A lengthy discussion ensued about the current state of Church and the frequency with which many approach the altar with seemingly no consideration of these realities and how this might be remedied. One must above all begin to live from communion to communion; that is, in a constant state of repentance, unceasing prayer, the avoidance of sin, frequent confession and the ascetic life. Only by simplicity - that is, only by having God as the focus of our lives and that which shapes our entire existence - will we overcome the current state of things. We must understand and embrace the fact that we live now "under grace" and seek to conform ourselves not to human but rather divine standards.
May 12th, 2016 by philokalia
The desert fathers are not shy when it comes to talking about the more intimate details of human sexuality and its interplay with the spiritual life. Conference 22 picks up with Cassian and Germanus' much anticipated discussion with Abba Theonas about why fasting does not always seem to guarantee freedom from nocturnal emission of semen. There is no dualism between mind and body in Cassian's thought - each has an impact on the spiritual life and are intimately tied together. Nocturnal emissions take place for three possible reasons: Either a surfeit of food and drink has demanded this sort of release; or some kind of spiritual neglect has provoked it; or, finally, the devil himself has brought it about and uses it to humiliate a person who is otherwise progressing in purity, thus making him hesitate to receive Holy Communion.
This leads Germanus to ask whether a person who has had a nocturnal emission is permitted to receive communion and if so under what circumstances. Passions may lie deep within the unconscious and arise within dreams and cause such natural phenomena. An individual can incur guilt by irregularity and neglectful practices - times of gluttony, entertaining momentary sinful thoughts, lack of prayer, etc. The unconscious reveals a great deal about one's conscious spiritual life and practice.
Such considerations are important especially when it comes to receiving Holy Communion for one who seeks to truly discern the Body and Blood of the Lord. Though seeming subtle and significant to the modern mind all of this speaks to the importance of purity of heart and whether one is in a right relationship with God and living, as it were, from communion to communion. Do we appreciate the nature of the gift that we receive in the Holy Eucharist and do we live our lives in such a fashion that we are constantly preparing to receive the gift of God's grace and striving to allow it to bear the greatest fruit possible? If the Eucharist is Life and the center of our lives then our attentiveness to both our conscious awareness and practices and to manifestations of our unconscious should be great. What do our dreams or the presence of nocturnal emissions tell us about aspects of our internal state that may be hidden to us?

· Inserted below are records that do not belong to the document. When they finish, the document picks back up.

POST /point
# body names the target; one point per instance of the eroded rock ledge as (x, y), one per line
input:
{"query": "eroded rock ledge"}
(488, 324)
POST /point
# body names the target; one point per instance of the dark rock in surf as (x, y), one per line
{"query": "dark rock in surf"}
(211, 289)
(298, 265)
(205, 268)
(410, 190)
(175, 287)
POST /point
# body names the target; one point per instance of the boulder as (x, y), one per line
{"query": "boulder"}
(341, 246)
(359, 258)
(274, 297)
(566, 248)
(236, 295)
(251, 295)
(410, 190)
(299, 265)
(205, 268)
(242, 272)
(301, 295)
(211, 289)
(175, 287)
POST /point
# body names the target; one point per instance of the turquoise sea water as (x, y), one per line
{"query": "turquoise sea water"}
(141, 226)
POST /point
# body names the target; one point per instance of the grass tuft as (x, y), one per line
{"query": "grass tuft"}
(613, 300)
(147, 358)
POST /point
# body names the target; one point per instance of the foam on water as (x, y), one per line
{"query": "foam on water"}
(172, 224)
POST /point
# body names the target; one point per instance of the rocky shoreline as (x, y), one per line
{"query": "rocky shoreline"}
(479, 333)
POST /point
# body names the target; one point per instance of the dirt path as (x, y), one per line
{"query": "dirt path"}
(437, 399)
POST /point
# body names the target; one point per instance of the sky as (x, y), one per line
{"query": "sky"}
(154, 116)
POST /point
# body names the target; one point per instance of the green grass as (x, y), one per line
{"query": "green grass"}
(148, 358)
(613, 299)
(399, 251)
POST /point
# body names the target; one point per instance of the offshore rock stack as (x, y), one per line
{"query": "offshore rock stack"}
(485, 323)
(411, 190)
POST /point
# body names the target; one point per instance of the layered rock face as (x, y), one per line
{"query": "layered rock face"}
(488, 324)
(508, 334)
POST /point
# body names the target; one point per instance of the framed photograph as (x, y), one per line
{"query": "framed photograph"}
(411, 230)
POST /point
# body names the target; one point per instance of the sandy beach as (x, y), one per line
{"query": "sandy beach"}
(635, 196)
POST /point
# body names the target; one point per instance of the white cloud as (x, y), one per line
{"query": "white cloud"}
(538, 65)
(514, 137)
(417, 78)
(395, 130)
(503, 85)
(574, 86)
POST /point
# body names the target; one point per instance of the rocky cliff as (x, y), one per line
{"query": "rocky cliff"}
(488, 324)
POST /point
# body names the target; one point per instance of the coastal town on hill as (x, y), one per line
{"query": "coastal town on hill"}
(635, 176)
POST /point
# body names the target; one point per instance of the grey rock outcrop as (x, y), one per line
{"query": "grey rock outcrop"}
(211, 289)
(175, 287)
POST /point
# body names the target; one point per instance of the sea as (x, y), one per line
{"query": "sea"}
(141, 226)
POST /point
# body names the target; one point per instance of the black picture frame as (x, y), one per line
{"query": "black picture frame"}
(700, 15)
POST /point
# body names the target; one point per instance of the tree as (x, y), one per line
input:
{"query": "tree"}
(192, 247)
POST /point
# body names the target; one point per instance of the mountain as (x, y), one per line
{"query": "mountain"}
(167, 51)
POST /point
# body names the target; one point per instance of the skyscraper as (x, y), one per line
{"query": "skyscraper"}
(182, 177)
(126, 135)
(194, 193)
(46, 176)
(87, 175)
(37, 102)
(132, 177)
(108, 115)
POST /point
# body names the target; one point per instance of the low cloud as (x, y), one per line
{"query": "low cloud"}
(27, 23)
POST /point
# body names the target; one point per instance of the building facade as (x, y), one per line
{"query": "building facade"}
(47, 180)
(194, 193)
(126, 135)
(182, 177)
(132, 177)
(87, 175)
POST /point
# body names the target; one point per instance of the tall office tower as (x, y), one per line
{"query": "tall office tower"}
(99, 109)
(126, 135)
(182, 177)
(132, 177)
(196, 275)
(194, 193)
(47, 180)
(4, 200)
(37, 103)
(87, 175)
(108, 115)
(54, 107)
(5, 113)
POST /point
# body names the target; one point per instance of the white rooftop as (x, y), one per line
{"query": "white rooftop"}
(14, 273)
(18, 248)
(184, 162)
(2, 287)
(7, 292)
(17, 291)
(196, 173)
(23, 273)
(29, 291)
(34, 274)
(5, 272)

Apr 14th, 2016 by philokalia
As we come to the end of Conference 21, Abba Theonas raises the bar for us in terms of how we understand our lives as Christian men and women. He presents us with a magnificent comparison between focusing on our lives in a legalistic fashion (fulfilling certain precepts and obligations) and seeing our lives as being caught up in the grace of God and transcending the limitations of the law in every way.
Sin is to have no dominion over us for the love of God has been poured out into our hearts by the Holy Spirit. Every disposition to sin is to be something absolutely foreign to us since all our concentration and all our longing is constantly fixed upon the divine love and to such a degree that we do not take delight in base things and do not even make use of those things that would normally be conceded to us by our own judgment and that of the world's. The grace of the Savior is to inflame us with a holy love of incorruption which burns up all the thorns of evil desires such that the dying ember of vice does not diminish our integrity in any way.
This is something that must be experienced to be understood fully. The purity of heart and the all consuming love for God and the love virtue is rarely tasted in our day. May God fill us with the desire for it!